The need for changing the term was due to a common malpractice of the stakeholders (the responsible organizations, the authorities, journalists) in cases of accidents.[3] Instead of investing in fixing the error-prone design, management attributed the error to the users.

The need for the change has been pointed out by the accident investigators:

  • Early in 1983, Erik Hollnagel[4] pointed out that the term Human Error refers to the outcome, not to the cause. A user action is typically classified as an error only if the results are painful [5]
  • In the story “Leap of Faith” of his book “Set Phasers on Stun”,[6] Steve Casey suggested that the accident of the Indian Airlines Flight 605 near Bangalor in 1990 could have been avoided, should the investigators of the Air France Flight 296 accident of 1988 past the Mulhouse-Habsheim airport considered the circumstances (exceptional situation), rather than the pilots (human errors).
  • In his book “Managing the Risks of Organizational Accidents” (Organizational models of accidents) James Reason explained and demonstrated that often, the circumstances for accidents could have been controlled by the responsible organization, and not by the operators.
  • In his book “The Field Guide to Understanding Human Errors”,[7] Sidney Dekker argued that blaming the operators according to “The Old View” results in defensive behavior of operators, which hampers the efforts to learn from near-misses and from accidents.

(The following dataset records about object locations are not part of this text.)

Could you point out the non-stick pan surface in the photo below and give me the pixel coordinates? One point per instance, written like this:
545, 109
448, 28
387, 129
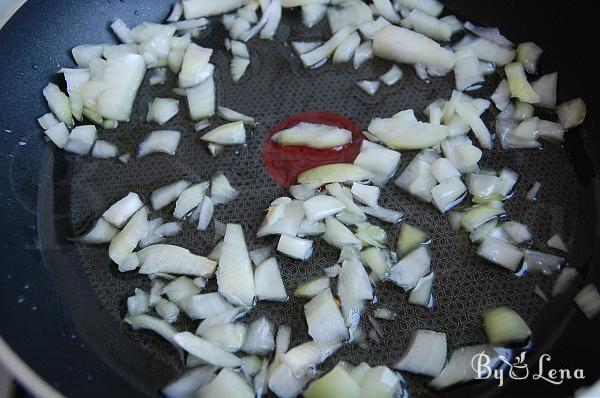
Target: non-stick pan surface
63, 302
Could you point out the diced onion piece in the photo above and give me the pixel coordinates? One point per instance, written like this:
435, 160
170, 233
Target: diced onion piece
201, 99
500, 253
503, 326
426, 353
335, 383
459, 368
415, 265
259, 338
298, 248
235, 275
312, 288
392, 76
362, 54
192, 380
430, 7
556, 242
122, 210
227, 134
588, 300
571, 113
404, 46
171, 259
325, 322
267, 281
313, 136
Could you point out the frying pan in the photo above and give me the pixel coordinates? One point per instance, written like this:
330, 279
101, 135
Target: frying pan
62, 302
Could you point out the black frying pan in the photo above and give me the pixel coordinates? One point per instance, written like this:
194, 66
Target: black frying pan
61, 303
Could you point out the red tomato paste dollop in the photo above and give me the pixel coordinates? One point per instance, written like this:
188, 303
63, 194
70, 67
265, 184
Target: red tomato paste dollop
285, 162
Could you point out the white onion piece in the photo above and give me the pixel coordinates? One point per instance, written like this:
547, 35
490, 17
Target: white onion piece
588, 300
466, 70
313, 287
565, 280
426, 353
205, 350
571, 113
362, 54
431, 7
325, 322
259, 338
227, 134
491, 34
324, 51
171, 259
459, 368
392, 76
532, 193
138, 303
189, 199
178, 290
298, 248
500, 253
123, 209
202, 306
267, 281
207, 8
556, 242
86, 52
322, 206
167, 194
429, 26
157, 325
404, 46
415, 265
207, 209
81, 140
201, 99
313, 13
517, 232
503, 326
59, 104
416, 177
185, 385
268, 32
235, 275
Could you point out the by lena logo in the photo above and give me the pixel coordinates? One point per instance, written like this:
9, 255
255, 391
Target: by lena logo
500, 367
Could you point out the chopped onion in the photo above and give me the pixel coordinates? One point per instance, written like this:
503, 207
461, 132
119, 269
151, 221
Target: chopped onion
227, 134
323, 52
312, 288
171, 259
205, 350
500, 253
571, 113
201, 99
325, 322
588, 300
362, 54
426, 353
298, 248
313, 136
192, 380
415, 265
235, 275
404, 46
267, 281
504, 326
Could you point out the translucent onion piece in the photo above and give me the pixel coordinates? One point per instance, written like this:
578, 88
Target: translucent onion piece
426, 353
404, 46
267, 281
503, 326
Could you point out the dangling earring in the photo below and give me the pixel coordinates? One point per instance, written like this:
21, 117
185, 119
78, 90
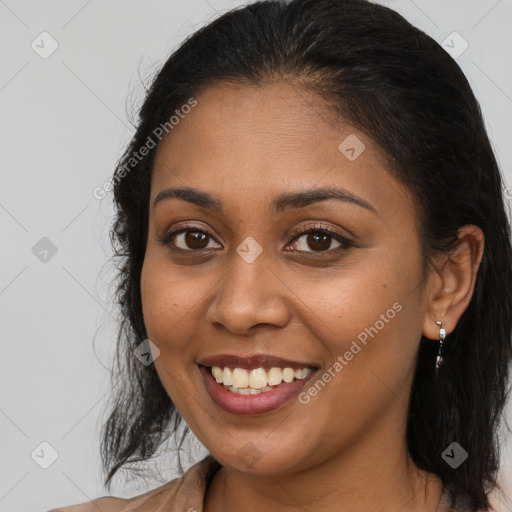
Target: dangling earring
442, 336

Use errors vs. force majeure

A mishap is typically considered as either a use error or a force majeure:

[8]
  • A use error is a mishap in which a human operator is involved. Typically, such mishaps are attributed to the failure of the human operator [9]
  • A force majeure is a mishap that does not involve a human being in the chain of events preceding the event.

Use errors in health care

In 1998, Cook, Woods and Miller presented the concept of hindsight bias, exemplified by celebrated accidents in medicine, by a workgroup on patient safety

.[10]

The workgroup pointed at the tendency to attribute accidents in health care to isolated human failures.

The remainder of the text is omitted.